Review: Fionn Regan – Bunkhouse Vol 1: Anchor Black Tattoo




Fionn Regan’s fourth album sees another shift in approach. From his beguiling Mercury Music Prize nominated 2006 debut, The End Of History, through the plugged-in, full band, electric The Shadow Of An Empire, and the strings, piano and lush arrangements of last year’s 100 Acres Of Sycamore, we arrive at his most stripped-back effort yet.

Self-recorded at his own Bunkhouse Studio, using a single microphone and a 4-track recorder, the ten songs on The Bunkhouse Vol. 1 have only Regan’s voice and nylon-strung guitar to speak for them. There are no complex arrangements or clever production tricks to hide behind here; nor are they needed.
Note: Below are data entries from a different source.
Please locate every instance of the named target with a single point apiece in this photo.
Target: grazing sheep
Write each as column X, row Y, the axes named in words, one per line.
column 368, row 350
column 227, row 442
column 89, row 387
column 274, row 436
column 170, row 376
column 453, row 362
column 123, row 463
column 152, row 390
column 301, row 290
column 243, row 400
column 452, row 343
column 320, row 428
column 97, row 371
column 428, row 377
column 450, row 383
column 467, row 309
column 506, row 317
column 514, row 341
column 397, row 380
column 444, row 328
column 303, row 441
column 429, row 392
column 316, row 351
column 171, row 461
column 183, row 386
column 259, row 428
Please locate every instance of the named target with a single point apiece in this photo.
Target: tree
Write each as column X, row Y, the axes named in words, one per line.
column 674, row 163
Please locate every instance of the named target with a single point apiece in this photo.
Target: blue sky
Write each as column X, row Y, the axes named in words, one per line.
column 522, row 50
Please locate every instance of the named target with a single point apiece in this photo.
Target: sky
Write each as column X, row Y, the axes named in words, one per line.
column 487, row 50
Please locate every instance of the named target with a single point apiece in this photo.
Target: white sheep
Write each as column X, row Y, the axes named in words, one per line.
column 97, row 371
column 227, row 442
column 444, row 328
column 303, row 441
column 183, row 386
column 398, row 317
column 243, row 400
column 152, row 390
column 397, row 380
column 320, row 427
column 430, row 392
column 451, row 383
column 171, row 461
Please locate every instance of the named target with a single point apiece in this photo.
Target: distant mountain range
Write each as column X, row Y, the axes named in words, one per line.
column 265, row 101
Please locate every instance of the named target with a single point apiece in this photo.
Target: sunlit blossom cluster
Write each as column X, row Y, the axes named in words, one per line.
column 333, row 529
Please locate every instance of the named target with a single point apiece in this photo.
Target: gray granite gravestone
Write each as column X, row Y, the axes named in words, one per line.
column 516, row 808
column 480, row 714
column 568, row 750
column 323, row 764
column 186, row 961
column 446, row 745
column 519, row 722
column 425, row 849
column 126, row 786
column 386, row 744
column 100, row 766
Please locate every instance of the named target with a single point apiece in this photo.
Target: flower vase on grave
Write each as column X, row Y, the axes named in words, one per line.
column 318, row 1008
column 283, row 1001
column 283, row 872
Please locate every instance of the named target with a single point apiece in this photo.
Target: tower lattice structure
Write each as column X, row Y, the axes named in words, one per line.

The poetic lyrics, by turns wistful, dark and witty, are delivered with the sort of ease of rhythm and phrasing that we’ve become accustomed to hearing on previous albums. The simple nature of these recordings really brings them to the fore here.

Fionn Regan describes his latest work as an attempt to “get back to the essence of what it is I do as a songwriter”. In doing so, he offers us a brave insight into the songwriter at work.

It’s refreshing to hear these songs presented in this way. Nothing is superfluous. Listening to The Bunkhouse Vol. 1 offers a simple, uncluttered connection to its songs. In places, in fact, it feels like you’re in the room with Fionn Regan. On the sublime album closer, Moving To Berlin, you can hear him shifting about on his seat as he plays. No attempt has been made to hide this and that highlights perfectly the presence and honesty that make this a great album.